I am seriously at the brink of collapsing now.
There's so many things I want to do well in, but I just can't seem to.
Nowadays, I'm just so exhausted by everything around me,
from this to that, from that to this.
From the inside out, outside in, sideways and wayside I'm feeling tired.

Firstly, it's about my uni stuff.
Had you studied like crazy and stayed up all night just to finish a quiz and got fucked by it and the next day the whole class copies your hard word and gets full marks in front of your face?
Well, it happened to me. It's a terrible sight to see, and I felt like dying. But oh well, at a brighter side, the class benefits from it.
On a side note, I almost died from chemistry practical today. T_T


There's something I really want to tell you on your face,
fatty,
but I can't do that.
I'm not allowed to. Nobody lets me. Furthermore, I do not have the right,
or the privilege to do so.

To be frank, I don't really understand any of you. And now it's your turn. You can be nice sometimes,
you can be harsh sometimes and you can be really sweet sometimes.
What gives? Which one are you predominant in? My heart is fragile, I can't
withstand such changes in such a short time. I feel weak and devastated every time
you give me such responses and answers. I really wanted to tell you, but I just can't
seem to forge the right words out of my trap hole. I'm terribly lost and confined in a state of confusion. What do you want from me? What can I do for you?

In fact, I'm still quite disturbed by the events that occurred these days. Whatever you said, whatever you denied, whatever you tried to confess or whatever you tried to hide, I really couldn't understand any more to the point that I want to bang my head on the wall. I want to understand, and I want to know why, but overtly that's out of my grasp. You wouldn't. Not that I tried to inquire it from you directly, but knowing you, you'll just come up with something. Besides, that'll add to awkwardness, wouldn't it? That made me wondered, whatever that happened that night, that very night. Were they my dreams, my imaginations and my fantasies? They seemed real to be, but the after reality of it doesn't seem to support the fact that it really happened. Maybe, it's just the CH3CH2OH. You know, this shit always fucks people up. Although I always tried not to give a flying fuck any more, I just can't because I care for you =/

Well, enough about that. I'm sure what goes next is, hey you're emo-ing again. Can't you get rid of that trait? Well, everyone emos from time to time right? It's just a matter of how well you hide it (I think I plagiarised this phrase from someone). So yeah, I heeded that advice and did. I suppressed it to a fair degree. It wasn't easy, but that's better than making everyone around you gloomy, correct? That being said, this is my world and my space. It's one of the places where I can express what I want to express (although my emotions, described in words here are much suppressed to an extent). So don't go around calling me emo unless I exhibit emoism in your presence. =)

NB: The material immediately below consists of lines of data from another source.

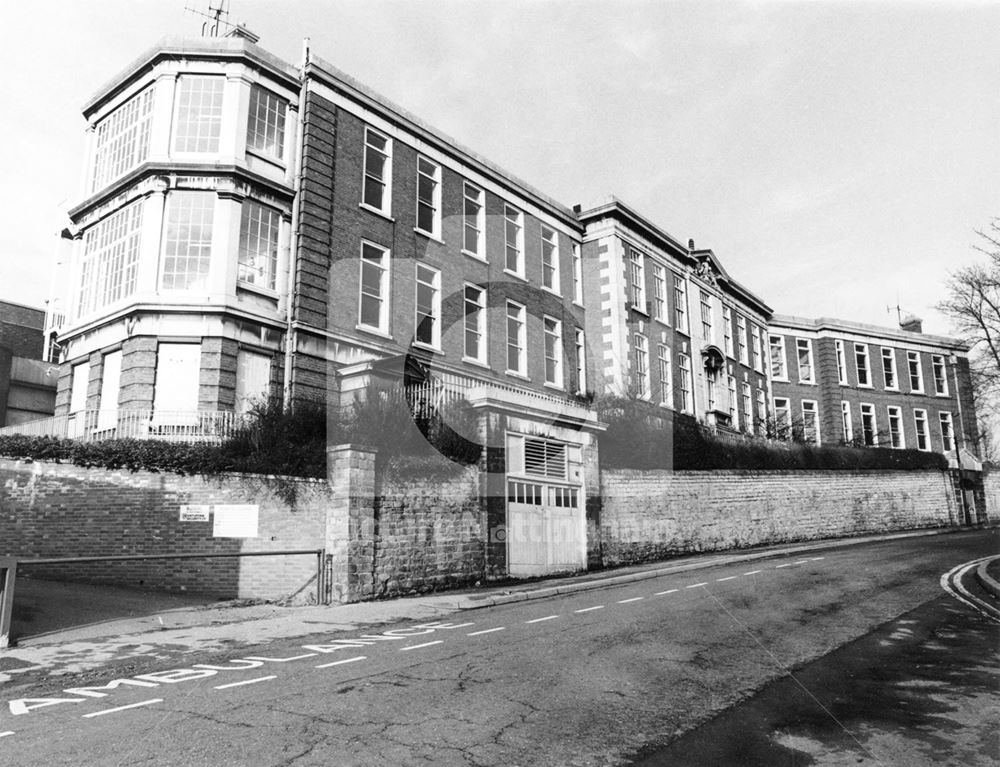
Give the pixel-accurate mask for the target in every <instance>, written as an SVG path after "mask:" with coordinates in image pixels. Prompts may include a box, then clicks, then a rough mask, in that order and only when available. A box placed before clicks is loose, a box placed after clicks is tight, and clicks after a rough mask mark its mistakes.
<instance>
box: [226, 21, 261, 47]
mask: <svg viewBox="0 0 1000 767" xmlns="http://www.w3.org/2000/svg"><path fill="white" fill-rule="evenodd" d="M226 37H241V38H243V39H244V40H246V41H247V42H250V43H256V42H257V41H258V40H260V35H256V34H254V33H253V32H251V31H250V30H249V29H247V28H246V26H244V25H243V24H237V25H236V26H235V27H233V28H232V29H230V30H229V31H228V32H226Z"/></svg>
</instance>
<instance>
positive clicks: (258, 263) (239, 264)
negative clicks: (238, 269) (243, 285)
mask: <svg viewBox="0 0 1000 767" xmlns="http://www.w3.org/2000/svg"><path fill="white" fill-rule="evenodd" d="M280 224H281V214H280V213H279V212H278V211H276V210H274V209H273V208H268V207H266V206H264V205H261V204H260V203H257V202H253V201H252V200H246V201H244V203H243V215H242V221H241V223H240V255H239V272H238V279H239V280H240V282H245V283H249V284H251V285H259V286H260V287H262V288H267V289H268V290H274V289H275V287H276V279H277V273H278V229H279V226H280Z"/></svg>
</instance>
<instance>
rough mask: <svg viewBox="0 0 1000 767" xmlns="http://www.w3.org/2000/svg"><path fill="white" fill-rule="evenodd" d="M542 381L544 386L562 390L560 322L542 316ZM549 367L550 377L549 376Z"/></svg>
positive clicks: (560, 323)
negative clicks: (542, 353)
mask: <svg viewBox="0 0 1000 767" xmlns="http://www.w3.org/2000/svg"><path fill="white" fill-rule="evenodd" d="M542 336H543V339H544V342H543V356H544V361H545V365H544V367H545V375H544V381H545V385H546V386H552V387H555V388H558V389H562V388H563V347H562V320H558V319H556V318H555V317H550V316H549V315H547V314H544V315H542ZM550 367H551V375H550Z"/></svg>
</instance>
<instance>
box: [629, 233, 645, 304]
mask: <svg viewBox="0 0 1000 767" xmlns="http://www.w3.org/2000/svg"><path fill="white" fill-rule="evenodd" d="M645 258H646V257H645V255H644V254H643V253H642V251H639V250H636V249H635V248H633V247H629V249H628V261H629V270H628V274H629V301H631V303H632V308H633V309H635V310H637V311H640V312H642V313H643V314H645V313H646V261H645Z"/></svg>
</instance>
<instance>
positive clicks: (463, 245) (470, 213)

In principle, what I would like to conclude from all these mess of words is I really really want to tell you this!
Fatty. . . the fact is . . . I this that person and that person this this, so can you please don't this that and that this and this us. Thanks.
But sigh no, that can never come out from my mouth. Never.
Fuck. The thing is... who am I to utter this kind of shit to you?

Time to buy a gift for someone and mentally prepare myself for the upcoming ordeal.
I feel MUCH MUCH better now that I let it out. =)
And million thanks to my friend that spent so much time listening to my rants and complaints.